The interface is custom: black background, light grey Monaco 10pt. antialiased, window size 140x50, 87% opacity.
Text Editing
TextMate is most Mac-users’ editor of choice, and with good reason. The vast array of features helps streamline and tremendously speed up my workflow.
In a terminal window I use Vim.
Version Control
Subversion is probably the most common revision control in use today, beating out the formerly-ubiquitous CVS.
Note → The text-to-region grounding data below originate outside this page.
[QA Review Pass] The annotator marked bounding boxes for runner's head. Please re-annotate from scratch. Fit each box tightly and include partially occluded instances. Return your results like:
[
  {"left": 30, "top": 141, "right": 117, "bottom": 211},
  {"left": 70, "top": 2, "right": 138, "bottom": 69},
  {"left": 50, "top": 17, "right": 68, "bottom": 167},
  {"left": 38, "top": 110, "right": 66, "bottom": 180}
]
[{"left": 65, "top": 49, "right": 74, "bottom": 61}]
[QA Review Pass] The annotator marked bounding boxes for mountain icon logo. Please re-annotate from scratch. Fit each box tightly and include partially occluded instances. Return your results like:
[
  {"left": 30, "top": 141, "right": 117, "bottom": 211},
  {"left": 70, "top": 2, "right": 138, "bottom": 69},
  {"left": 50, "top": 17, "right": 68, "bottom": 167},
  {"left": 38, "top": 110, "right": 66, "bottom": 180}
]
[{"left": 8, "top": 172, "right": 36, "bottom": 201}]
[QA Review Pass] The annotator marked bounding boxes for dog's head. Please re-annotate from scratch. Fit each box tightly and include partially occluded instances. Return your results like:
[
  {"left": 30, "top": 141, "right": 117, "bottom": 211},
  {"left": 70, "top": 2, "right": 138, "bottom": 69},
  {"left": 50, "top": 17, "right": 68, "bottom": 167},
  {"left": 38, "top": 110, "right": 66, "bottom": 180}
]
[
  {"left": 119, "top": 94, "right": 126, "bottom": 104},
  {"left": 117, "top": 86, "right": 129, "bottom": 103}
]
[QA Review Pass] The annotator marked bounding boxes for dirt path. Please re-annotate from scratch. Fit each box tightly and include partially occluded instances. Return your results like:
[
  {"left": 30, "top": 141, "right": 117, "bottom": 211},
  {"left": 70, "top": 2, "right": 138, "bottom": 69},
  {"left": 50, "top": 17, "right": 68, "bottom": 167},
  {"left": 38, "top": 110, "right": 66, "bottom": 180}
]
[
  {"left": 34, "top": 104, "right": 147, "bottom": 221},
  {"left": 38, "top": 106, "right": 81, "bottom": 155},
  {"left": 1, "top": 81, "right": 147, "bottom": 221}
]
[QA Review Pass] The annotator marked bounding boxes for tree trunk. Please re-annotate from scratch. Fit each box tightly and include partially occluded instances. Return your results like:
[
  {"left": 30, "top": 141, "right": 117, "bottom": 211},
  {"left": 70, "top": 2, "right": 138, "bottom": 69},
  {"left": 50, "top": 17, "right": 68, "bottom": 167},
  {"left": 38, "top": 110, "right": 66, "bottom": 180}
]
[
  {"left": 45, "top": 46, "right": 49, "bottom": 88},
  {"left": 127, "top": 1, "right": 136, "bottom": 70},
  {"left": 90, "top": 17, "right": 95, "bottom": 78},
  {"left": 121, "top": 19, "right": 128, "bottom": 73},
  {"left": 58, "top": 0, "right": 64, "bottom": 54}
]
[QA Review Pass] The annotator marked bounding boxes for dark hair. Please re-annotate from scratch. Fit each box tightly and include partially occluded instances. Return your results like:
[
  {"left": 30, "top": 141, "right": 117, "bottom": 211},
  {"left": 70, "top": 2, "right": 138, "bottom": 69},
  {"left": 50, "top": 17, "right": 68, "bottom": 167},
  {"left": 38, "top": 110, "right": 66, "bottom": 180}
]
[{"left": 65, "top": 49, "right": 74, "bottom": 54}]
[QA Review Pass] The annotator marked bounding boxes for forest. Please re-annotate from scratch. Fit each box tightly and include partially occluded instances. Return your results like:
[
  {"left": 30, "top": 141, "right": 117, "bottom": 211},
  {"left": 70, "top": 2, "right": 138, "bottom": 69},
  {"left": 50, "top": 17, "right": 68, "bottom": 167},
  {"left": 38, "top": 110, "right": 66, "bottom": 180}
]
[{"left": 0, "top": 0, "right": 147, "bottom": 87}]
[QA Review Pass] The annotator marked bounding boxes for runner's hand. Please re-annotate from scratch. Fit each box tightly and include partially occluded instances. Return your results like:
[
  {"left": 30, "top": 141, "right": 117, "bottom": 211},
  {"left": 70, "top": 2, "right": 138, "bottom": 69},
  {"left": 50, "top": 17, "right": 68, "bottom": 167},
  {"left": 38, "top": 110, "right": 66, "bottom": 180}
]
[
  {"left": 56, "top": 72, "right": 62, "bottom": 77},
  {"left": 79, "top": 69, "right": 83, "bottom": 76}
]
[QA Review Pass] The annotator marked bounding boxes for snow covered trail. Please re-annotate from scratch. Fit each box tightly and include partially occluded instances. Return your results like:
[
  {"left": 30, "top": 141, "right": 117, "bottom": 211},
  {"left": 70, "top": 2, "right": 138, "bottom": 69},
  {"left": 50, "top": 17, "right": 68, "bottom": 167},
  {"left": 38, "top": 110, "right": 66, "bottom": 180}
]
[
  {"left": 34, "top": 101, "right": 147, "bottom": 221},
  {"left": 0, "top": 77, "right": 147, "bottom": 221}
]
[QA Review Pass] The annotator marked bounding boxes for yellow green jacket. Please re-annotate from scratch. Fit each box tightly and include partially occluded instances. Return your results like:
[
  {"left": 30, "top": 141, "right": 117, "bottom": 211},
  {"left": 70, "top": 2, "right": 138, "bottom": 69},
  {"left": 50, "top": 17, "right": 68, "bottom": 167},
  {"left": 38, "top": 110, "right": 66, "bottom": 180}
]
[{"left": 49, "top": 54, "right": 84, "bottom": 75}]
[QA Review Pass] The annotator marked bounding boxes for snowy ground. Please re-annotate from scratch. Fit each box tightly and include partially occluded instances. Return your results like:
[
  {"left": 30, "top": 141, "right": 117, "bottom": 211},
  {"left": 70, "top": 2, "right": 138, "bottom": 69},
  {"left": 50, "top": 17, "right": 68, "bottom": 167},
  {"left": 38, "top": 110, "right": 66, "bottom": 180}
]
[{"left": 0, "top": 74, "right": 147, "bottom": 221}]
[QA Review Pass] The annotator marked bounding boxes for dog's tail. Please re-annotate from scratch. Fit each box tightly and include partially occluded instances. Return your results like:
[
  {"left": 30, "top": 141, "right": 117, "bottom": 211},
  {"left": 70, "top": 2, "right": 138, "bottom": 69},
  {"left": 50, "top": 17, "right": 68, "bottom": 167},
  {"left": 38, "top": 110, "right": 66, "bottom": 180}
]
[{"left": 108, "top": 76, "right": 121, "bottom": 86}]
I've also gotten a lot of use out of Bazaar for my local projects, and hope to implement it as my default for all new projects.
Web Development
For the most part I use Django, which is quite obvious by the content of my blog. However, I sometimes work with PHP. Apple includes Apache web server with OS X, which I compile the latest version of PHP against using the following configure command:
./configure --with-apxs --with-mysql=/usr/local/mysql
Which leads me to the database that I use, which currently is MySQL, though this might change in favor of PostgreSQL. The Mac installer from the MySQL downloads page includes a “Preferences Pane” that allows you to stop/start the server from the System Preferences window. Waiting on an updated package for Leopard. For now I'm building from source.
Web Browser
For day to day browsing I use Safari. It is super-quick and surprisingly minimal. I’ve had discussions with people about how Safari is supposedly “bad” with javascript. While it’s certainly not as good as Firefox, I still think it does a pretty damn good job. Internet Explorer does a bad job with javascript. Period.
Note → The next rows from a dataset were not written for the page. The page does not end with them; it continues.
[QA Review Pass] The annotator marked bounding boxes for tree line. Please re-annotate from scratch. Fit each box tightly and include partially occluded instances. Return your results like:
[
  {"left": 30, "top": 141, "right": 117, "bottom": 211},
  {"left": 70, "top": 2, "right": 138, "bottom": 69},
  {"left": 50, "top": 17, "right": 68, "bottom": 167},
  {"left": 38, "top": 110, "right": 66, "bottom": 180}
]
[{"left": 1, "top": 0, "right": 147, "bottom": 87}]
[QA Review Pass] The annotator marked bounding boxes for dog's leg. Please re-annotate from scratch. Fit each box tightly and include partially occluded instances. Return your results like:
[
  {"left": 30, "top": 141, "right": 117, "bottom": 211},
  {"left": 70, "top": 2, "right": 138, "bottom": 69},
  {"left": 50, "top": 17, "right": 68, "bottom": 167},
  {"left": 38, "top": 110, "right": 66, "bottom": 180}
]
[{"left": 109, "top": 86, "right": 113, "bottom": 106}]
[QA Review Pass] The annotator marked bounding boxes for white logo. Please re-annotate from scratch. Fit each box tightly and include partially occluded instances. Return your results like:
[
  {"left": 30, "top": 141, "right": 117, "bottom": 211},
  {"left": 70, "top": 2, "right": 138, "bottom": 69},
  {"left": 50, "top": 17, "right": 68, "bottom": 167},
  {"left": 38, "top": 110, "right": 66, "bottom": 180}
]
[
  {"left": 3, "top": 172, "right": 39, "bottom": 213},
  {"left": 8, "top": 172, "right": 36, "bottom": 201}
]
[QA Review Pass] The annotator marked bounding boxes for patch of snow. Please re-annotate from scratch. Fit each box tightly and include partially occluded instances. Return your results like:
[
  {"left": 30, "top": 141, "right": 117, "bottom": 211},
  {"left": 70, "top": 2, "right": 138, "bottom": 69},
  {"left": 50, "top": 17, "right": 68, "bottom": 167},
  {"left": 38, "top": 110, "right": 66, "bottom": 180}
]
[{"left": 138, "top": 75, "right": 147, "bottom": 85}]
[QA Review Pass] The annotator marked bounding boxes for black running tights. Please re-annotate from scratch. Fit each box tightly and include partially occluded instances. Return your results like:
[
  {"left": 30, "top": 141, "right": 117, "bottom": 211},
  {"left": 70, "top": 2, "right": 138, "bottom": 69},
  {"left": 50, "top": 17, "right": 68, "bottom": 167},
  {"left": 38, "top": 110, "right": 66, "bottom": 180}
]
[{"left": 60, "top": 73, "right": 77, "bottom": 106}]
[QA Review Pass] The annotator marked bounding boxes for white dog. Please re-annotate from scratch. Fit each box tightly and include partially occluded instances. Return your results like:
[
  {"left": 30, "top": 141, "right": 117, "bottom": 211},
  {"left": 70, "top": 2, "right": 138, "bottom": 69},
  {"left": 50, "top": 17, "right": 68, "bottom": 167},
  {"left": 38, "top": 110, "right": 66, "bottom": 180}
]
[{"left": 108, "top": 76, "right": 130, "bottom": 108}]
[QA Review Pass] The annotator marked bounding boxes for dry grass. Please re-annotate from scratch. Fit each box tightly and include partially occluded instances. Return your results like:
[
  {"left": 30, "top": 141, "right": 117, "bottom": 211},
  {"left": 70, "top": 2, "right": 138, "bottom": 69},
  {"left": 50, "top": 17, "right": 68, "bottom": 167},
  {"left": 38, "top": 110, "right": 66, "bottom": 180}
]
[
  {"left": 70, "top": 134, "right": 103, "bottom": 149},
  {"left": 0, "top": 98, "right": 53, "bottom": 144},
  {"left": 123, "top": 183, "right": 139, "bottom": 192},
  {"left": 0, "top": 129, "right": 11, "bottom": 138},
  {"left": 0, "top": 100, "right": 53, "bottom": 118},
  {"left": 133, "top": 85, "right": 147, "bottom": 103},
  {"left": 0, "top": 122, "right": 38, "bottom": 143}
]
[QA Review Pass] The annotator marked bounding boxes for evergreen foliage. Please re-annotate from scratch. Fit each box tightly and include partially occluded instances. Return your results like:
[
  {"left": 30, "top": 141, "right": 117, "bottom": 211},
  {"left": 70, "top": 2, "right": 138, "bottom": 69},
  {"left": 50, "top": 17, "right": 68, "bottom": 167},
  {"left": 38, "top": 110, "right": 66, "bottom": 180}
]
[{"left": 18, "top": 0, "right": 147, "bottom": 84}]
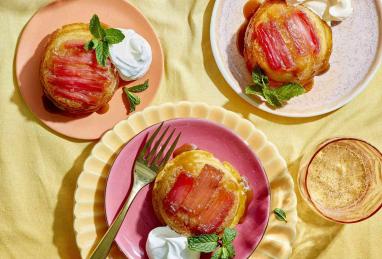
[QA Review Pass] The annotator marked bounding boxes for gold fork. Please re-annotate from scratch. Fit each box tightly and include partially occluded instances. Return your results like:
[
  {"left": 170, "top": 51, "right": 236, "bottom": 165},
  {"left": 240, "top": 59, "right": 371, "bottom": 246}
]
[{"left": 90, "top": 122, "right": 181, "bottom": 259}]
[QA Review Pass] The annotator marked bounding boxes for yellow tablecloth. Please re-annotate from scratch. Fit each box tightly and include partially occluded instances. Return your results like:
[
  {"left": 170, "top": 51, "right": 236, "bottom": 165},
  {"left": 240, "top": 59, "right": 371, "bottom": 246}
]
[{"left": 1, "top": 0, "right": 381, "bottom": 258}]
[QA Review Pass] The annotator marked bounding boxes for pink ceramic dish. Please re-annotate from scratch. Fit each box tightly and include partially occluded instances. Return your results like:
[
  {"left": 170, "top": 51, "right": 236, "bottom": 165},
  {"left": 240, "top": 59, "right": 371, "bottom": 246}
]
[
  {"left": 15, "top": 0, "right": 163, "bottom": 140},
  {"left": 105, "top": 118, "right": 271, "bottom": 258}
]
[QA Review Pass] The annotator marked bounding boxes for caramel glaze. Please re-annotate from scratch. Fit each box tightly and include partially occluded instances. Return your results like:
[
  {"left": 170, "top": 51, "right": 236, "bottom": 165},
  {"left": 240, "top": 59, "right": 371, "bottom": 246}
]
[
  {"left": 96, "top": 103, "right": 110, "bottom": 114},
  {"left": 237, "top": 0, "right": 262, "bottom": 56},
  {"left": 43, "top": 94, "right": 110, "bottom": 116},
  {"left": 239, "top": 176, "right": 253, "bottom": 223},
  {"left": 244, "top": 0, "right": 262, "bottom": 20},
  {"left": 173, "top": 143, "right": 198, "bottom": 158},
  {"left": 42, "top": 94, "right": 62, "bottom": 114},
  {"left": 301, "top": 63, "right": 330, "bottom": 91}
]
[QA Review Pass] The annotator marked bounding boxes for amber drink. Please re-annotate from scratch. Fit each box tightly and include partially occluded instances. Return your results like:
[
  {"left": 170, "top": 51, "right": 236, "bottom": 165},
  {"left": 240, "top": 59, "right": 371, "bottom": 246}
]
[{"left": 298, "top": 138, "right": 382, "bottom": 223}]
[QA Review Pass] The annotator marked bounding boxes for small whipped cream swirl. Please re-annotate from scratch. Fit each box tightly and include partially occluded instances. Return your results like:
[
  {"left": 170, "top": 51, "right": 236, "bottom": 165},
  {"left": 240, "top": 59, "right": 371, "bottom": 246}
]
[
  {"left": 146, "top": 226, "right": 200, "bottom": 259},
  {"left": 109, "top": 29, "right": 152, "bottom": 81},
  {"left": 286, "top": 0, "right": 353, "bottom": 23}
]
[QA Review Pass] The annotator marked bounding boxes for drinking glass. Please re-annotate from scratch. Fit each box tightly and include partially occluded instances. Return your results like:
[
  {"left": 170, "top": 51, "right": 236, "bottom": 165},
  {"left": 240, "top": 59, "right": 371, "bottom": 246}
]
[{"left": 298, "top": 137, "right": 382, "bottom": 223}]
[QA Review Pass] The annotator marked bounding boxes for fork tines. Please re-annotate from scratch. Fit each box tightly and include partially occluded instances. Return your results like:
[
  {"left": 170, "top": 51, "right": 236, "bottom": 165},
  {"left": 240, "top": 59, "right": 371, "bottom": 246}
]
[{"left": 139, "top": 122, "right": 181, "bottom": 169}]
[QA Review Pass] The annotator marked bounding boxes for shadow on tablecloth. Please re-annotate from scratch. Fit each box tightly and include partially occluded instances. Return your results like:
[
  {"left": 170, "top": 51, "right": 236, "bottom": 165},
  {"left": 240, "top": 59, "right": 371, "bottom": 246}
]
[
  {"left": 52, "top": 143, "right": 95, "bottom": 259},
  {"left": 288, "top": 157, "right": 344, "bottom": 259}
]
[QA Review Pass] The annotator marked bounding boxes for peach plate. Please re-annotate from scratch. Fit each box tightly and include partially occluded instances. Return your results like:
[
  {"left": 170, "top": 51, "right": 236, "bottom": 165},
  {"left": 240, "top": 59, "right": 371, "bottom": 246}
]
[
  {"left": 210, "top": 0, "right": 382, "bottom": 117},
  {"left": 73, "top": 101, "right": 297, "bottom": 259},
  {"left": 15, "top": 0, "right": 163, "bottom": 140}
]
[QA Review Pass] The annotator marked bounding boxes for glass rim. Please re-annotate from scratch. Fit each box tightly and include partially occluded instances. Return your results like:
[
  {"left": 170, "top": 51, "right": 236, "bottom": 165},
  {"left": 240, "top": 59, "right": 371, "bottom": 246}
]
[{"left": 304, "top": 137, "right": 382, "bottom": 224}]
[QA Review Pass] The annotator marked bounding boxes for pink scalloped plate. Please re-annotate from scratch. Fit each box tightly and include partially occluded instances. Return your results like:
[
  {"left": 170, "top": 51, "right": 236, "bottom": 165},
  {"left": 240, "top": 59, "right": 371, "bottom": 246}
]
[{"left": 105, "top": 118, "right": 270, "bottom": 258}]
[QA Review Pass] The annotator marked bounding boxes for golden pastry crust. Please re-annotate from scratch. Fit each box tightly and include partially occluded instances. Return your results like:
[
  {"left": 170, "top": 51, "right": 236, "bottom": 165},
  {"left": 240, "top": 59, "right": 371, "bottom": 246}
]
[
  {"left": 152, "top": 150, "right": 249, "bottom": 236},
  {"left": 40, "top": 23, "right": 118, "bottom": 115},
  {"left": 244, "top": 0, "right": 332, "bottom": 86}
]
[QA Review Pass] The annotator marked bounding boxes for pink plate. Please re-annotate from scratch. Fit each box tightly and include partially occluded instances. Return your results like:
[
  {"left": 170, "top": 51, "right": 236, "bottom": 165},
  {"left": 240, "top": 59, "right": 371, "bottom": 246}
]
[
  {"left": 15, "top": 0, "right": 163, "bottom": 140},
  {"left": 105, "top": 118, "right": 270, "bottom": 258}
]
My pièce de résistance using javascript was a highly-AJAXed video player that also included interaction between the javascript and Flash. Debugging for Firefox and Safari took about the same amount of time, while IE had me (literally) pulling out my hair.
When tough situations occur, HTML-wise, I pull out the big guns: Firefox with Firebug and the Web Developer Extension.
RSS Reader
Vienna is a free, open-source, Mac OS-native RSS reader. I watch around 50 feeds and this program handles them like a champ. As long as you don’t view the articles within the program it handles memory well.
FTP/SFTP
If I require a GUI application for FTP I usually stick with Cyberduck. It’s not the best application at the moment as I’ve run into some connectivity problems. Usually, however, if I reconnect the issue is resolved.
For the most part though I use the command scp for file transfer. Of course, this requires a shell connection. On my Slice I don’t have FTP installed — why use something so potentially insecure when SSH/SFTP is available?